Observation on 01/10/24 at 1:45 PM of the Treatment Cart on [NAME] 122 revealed 2 packages of Algisite M dressings with an expiration date of 01/01/24, 5 packages of Optifoam gentle dressings with an expiration date of 11/09/23 and 1 bottle of Sterile Plain Packing Strips opened and no longer sterile.
Observation on 01/10/24 at 2:15 PM of the Treatment Cart on [NAME] 120 revealed 5 packages of Telfa non adherent pad with an expiration date of 06/03/22 and 3 packages of brown Coban dressings with an expiration date of 12/06/23.
During an interview with Licensed Practical Nurse (LPN)1 on 01/10/24 at 12:40 PM, LPN1 stated that the expired fluticasone had been previously lost and was found in the resident's room. LPN1 further stated the medication was placed back into the medication cart instead of being discarded.
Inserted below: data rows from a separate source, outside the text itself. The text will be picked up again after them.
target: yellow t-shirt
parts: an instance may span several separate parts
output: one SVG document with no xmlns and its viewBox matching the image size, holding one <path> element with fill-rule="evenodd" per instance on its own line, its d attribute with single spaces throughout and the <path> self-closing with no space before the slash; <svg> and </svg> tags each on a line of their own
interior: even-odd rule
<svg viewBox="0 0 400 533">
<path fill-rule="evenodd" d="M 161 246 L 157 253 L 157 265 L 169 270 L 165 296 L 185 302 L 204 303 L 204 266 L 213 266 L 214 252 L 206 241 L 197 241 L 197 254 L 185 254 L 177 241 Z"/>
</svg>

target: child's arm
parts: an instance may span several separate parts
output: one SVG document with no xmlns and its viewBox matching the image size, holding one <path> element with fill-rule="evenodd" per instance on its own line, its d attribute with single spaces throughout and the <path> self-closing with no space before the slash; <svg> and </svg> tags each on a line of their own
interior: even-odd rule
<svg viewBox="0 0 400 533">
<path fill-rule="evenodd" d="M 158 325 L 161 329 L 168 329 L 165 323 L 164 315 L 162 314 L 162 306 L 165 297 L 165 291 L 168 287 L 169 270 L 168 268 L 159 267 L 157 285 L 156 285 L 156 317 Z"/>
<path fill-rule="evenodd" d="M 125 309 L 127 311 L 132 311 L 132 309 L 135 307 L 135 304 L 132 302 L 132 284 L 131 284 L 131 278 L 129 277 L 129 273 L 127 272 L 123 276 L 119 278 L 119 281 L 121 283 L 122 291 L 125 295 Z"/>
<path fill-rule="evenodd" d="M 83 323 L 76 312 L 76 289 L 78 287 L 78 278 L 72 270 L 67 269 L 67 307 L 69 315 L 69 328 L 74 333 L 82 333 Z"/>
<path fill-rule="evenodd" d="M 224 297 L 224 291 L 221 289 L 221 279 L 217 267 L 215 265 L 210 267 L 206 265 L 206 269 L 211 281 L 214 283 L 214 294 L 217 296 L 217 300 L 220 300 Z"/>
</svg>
During an interview on 01/10/24 at 1:10 PM, LPN2 stated that she had pulled and opened the medications to give to the resident but when she got to his room, he was not there so she put the medications in the med cart, so that she would not have to throw them away.
During an interview on 01/10/24 at 1:40 PM, LPN3 stated that whoever is available can clean out the medications carts and no one person is designated to do it. LPN3 also stated that she did not know that there was expired tea in the medication cart and that it should not have been in there anyways. LPN3 further reported that the white pills may be from when someone spilled a stock medication in the cart, but she can't be sure.
During an interview on 01/10/24 at 3:15 PM with the Treatment Nurse, it was revealed that the facility did not currently have a schedule for cleaning out treatment carts, but that she was actively working on creating one. The Treatment Nurse further stated that she was unaware what the training consists of for the nurses, but that they should be aware of what to do when pertaining to the treatment carts.